Kata “versus” yang saya gunakan disini tidak saya artikan “melawan” seperti yang terdapat dalam kamus bahasa Inggris, tetapi “memperbandingkan”. Maksud saya adalah memperbandingkan ajaran Syeikh Siti Jenar dengan ajaran Bhiksu Tong. Semoga saja bisa diterima.

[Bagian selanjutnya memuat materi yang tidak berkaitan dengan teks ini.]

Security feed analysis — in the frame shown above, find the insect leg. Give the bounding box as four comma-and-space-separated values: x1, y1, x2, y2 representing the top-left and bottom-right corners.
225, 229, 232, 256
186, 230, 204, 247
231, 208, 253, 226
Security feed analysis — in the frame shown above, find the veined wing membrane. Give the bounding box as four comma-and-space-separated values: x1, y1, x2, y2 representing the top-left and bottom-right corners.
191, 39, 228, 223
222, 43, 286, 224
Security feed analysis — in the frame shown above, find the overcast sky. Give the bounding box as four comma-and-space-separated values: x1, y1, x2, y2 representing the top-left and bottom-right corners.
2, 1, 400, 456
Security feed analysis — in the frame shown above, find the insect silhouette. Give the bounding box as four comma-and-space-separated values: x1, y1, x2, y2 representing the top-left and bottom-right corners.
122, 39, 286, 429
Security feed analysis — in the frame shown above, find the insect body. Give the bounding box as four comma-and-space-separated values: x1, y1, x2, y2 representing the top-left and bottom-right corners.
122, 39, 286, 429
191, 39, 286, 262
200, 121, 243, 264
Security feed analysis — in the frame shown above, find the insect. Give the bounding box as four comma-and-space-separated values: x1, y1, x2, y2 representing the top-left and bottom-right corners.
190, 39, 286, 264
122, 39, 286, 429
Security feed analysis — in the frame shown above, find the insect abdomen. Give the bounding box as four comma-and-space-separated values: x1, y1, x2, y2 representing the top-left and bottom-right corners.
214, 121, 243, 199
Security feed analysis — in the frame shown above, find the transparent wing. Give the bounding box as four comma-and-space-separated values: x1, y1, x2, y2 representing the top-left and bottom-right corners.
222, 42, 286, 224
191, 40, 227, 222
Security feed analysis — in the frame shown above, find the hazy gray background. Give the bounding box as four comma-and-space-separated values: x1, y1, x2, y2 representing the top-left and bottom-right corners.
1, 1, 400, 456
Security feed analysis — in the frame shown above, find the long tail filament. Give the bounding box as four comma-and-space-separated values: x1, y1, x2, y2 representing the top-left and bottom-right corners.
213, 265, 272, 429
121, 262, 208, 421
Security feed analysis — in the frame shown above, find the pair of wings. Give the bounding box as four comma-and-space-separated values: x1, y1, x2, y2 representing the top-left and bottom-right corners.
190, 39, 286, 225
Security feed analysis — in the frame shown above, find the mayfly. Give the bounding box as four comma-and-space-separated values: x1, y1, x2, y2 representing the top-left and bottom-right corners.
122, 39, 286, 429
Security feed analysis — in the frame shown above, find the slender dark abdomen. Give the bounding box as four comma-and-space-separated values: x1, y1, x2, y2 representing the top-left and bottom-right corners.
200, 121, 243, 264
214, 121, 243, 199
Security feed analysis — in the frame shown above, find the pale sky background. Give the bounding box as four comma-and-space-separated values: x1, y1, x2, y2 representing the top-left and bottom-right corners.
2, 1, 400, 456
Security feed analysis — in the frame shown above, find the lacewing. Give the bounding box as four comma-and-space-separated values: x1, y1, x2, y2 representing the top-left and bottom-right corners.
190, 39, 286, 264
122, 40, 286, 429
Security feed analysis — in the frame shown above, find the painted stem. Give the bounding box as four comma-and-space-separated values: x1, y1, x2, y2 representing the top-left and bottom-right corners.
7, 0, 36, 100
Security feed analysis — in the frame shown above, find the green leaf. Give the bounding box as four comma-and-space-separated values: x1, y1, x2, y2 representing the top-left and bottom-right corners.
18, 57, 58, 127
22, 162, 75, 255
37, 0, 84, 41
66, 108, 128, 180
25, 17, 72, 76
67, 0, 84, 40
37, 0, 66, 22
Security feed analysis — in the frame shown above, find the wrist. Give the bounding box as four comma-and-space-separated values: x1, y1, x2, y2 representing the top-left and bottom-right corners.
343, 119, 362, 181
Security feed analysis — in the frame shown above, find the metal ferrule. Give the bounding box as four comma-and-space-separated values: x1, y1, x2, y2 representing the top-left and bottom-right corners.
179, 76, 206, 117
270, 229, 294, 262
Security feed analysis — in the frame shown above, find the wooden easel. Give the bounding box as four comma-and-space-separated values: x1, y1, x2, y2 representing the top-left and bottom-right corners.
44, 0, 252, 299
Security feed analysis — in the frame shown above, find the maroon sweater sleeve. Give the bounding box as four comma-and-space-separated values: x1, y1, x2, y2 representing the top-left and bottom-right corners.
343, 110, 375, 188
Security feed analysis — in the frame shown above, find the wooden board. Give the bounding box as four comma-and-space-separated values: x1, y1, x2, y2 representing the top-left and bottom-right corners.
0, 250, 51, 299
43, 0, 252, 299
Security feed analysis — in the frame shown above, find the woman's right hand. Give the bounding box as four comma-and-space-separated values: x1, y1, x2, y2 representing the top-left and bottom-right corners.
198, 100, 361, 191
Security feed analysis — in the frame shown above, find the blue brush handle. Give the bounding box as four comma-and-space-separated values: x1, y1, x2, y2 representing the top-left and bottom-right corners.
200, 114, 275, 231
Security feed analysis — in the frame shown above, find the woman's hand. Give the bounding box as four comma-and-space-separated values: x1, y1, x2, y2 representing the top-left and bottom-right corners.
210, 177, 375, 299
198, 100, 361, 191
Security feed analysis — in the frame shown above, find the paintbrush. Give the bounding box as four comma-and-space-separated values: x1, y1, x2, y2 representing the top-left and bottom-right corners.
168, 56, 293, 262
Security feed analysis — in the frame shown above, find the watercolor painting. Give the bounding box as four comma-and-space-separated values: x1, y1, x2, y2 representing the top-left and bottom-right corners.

Supaya jelas, ada baiknya terlebih dahulu saya tuliskan sedikit catatan tentang Syeikh Siti Jenar dan Bhiksu Tong:

Syeikh Siti Jenar merupakan salah seorang tokoh fenomenal masa lalu di pulau jawa, khususnya dalam proses penyebaran agama islam. Tokoh ini, menurut riwayat, disebutkan dihukum mati oleh walisongo karena ajarannya yang dianggap meresahkan. Orang awam yang belum sampai tingkat tauhidnya bisa jadi tersesat oleh karena ajarannya. Ajaran tersebut sampai saat ini pun masih terkenal dan banyak diyakini dan diikuti masyarakat, yaitu ajaran tentang “manunggaling kawula gusti” atau bersatunya hamba dengan Tuhannya.

Lain halnya dengan Syeikh Siti Jenar, Bhiksu Tong (Tong Sam Cong) merupakan seorang tokoh Budha. Ia, meski hanya sebuah legenda yang belum tentu benar atau tidaknya, juga membawa ajaran yang tak kalah terkenal. Salah satu ajaran yang dibawanya (yang barangkali juga ajaran Budha) adalah: “kosong adalah berisi, berisi adalah kosong.” sebuah ajaran yang sederhana, akan tetapi memiliki makna yang begitu dalamnya.

Kedua Tokoh di atas, sama-sama merupakan tokoh spiritual meskipun berbeda keyakinan. Selain itu keduanya juga membawa ajaran masing-masing yang tersurat berbeda. Di sini saya tidak akan menilai benar dan salah, karena bukanlah kapasitas saya untuk melakukan itu. Lagi pula, dalam pandangan saya urusan benar dan salah itu sejatinya ada individu masing-masing, bukan pada orang lain siapapun di dunia ini. Dari kedua ajaran tersebut, disini saya hanya akan mencoba menggali maknanya untuk kemudian memperbandingkannya.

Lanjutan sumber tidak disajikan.